The August NY manufacturing index collapsed to -31.3 from +11.1 and well worse than the estimate of +5. That’s the weakest since May 2020 when it was at -48.5. New orders went from +6.2 to -29.6. Shipments dropped by almost 50 pts m/o/m to -24.1. Backlogs fell further below zero at -12.7, its 3rd straight month under. Inventories were down by 8 pts. Employment dropped a touch more than 10 pts to 7.4, the lowest since April. The workweek went negative at -13.1. Delivery times also went negative. As for pricing, those paid dropped to the slowest since January 2021 but prices received rose a touch.
After falling by 20 pts in July to -6.2, the 6 month outlook got a touch back above zero at +2.1. Expectations for prices paid and received rebounded with the latter getting back all of what it lost in July. New orders expectations also bounced m/o/m. Capital spending plans dropped again as if there is less cash flow available, or limited visibility in one’s business, there is less cash or desire to invest in one’s business in the short term.
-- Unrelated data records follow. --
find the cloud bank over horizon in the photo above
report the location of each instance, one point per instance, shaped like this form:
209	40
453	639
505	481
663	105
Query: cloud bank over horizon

Bottom line, the NY Fed said this was the “2nd largest monthly decline in the index on record, and among the lowest levels in the survey’s history.” Now we still of course have many more regional manufacturing survey’s to look at to see if this is a one off or not but such a rate of change is unlikely to be isolated to this region. So, go on and continue to debate the semantics of whether we’re in a recession or not but we should be paying much more attention to the trajectory of economic activity and this was an ugly report.